Telah
kita maklumi bersama bahwa acara tahlilan merupakan upacara ritual
seremonial yang biasa dilakukan oleh keumuman masyarakat Indonesia untuk
memperingati hari kematian. Secara bersama-sama, berkumpul sanak
keluarga, handai taulan, beserta masyarakat sekitarnya, membaca beberapa
ayat Al Qur’an, dzikir-dzikir, dan disertai do’a-do’a tertentu untuk
dikirimkan kepada si mayit. Karena dari sekian materi bacaannya terdapat
kalimat tahlil yang diulang-ulang (ratusan kali bahkan ada yang sampai
ribuan kali), maka acara tersebut dikenal dengan istilah “Tahlilan”.
Acara
ini biasanya diselenggarakan setelah selesai proses penguburan
(terkadang dilakukan sebelum penguburan mayit), kemudian terus
berlangsung setiap hari sampai hari ketujuh. Lalu diselenggarakan
kembali pada hari ke 40 dan ke 100. Untuk selanjutnya acara tersebut
diadakan tiap tahun dari hari kematian si mayit, walaupun terkadang
berbeda antara satu tempat dengan tempat lainnya.
Tidak
lepas pula dalam acara tersebut penjamuan yang disajikan pada tiap kali
acara diselenggarakan. Model penyajian hidangan biasanya selalu
variatif, tergantung adat yang berjalan di tempat tersebut. Namun pada
dasarnya menu hidangan “lebih dari sekedarnya” cenderung mirip menu
hidangan yang berbau kemeriahan. Sehingga acara tersebut terkesan pesta
kecil-kecilan, memang demikianlah kenyataannya.
Entah
telah berapa abad lamanya acara tersebut diselenggarakan, hingga tanpa
disadari menjadi suatu kelaziman. Konsekuensinya, bila ada yang tidak
menyelenggarakan acara tersebut berarti telah menyalahi adat dan
akibatnya ia diasingkan dari masyarakat. Bahkan lebih jauh lagi acara
tersebut telah membangun opini muatan hukum yaitu sunnah (baca: “wajib”)

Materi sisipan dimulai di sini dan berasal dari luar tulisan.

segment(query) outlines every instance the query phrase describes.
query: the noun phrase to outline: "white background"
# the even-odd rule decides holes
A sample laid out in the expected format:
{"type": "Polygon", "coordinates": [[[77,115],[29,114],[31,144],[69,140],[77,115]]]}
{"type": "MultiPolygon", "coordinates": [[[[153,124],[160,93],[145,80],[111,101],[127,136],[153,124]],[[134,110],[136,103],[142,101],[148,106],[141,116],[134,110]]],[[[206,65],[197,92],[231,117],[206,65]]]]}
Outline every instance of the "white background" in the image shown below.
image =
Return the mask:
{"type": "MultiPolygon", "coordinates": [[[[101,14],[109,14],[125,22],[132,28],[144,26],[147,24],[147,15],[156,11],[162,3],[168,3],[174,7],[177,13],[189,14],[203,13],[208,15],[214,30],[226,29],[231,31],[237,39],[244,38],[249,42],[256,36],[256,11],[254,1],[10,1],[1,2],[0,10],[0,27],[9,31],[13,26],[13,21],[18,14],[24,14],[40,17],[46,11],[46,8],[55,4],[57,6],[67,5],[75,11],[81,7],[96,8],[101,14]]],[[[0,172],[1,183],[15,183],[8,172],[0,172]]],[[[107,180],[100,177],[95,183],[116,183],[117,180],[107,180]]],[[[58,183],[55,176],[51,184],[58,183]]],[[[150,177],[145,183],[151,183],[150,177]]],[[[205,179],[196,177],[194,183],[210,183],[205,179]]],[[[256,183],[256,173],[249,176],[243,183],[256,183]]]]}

untuk dikerjakan dan sebaliknya, bid’ah (hal yang baru dan ajaib)
apabila ditinggalkan.
Para
pembaca, pembahasan kajian kali ini bukan dimaksudkan untuk menyerang
mereka yang suka tahlilan, namun sebagai nasehat untuk kita bersama agar
berpikir lebih jernih dan dewasa bahwa kita (umat Islam) memiliki
pedoman baku yang telah diyakini keabsahannya yaitu Al Qur’an dan As
Sunnah.
Sebenarnya
acara tahlilan semacam ini telah lama menjadi pro dan kontra di
kalangan umat Islam. Sebagai muslim sejati yang selalu mengedepankan
kebenaran, semua pro dan kontra harus dikembalikan kepada Al Qur’an dan
Sunnah Rasulullah. Sikap seperti inilah yang sepatutnya dimiliki oleh
setiap insan muslim yang benar-benar beriman kepada Allah subhanahu
wata’ala dan Rasul-Nya. Bukankah Allah subhanahu wata’ala telah
berfirman (artinya):
“Maka
jika kalian berselisih pendapat tentang sesuatu, maka kembalikanlah ia
kepada Allah (Al Qur’an) dan Ar Rasul (As Sunnah), jika kalian
benar-benar beriman kepada Allah dan Rasul-Nya. Yang demikian itu lebih
utama bagi kalian dan lebih baik akibatnya.” (An Nisaa’: 59)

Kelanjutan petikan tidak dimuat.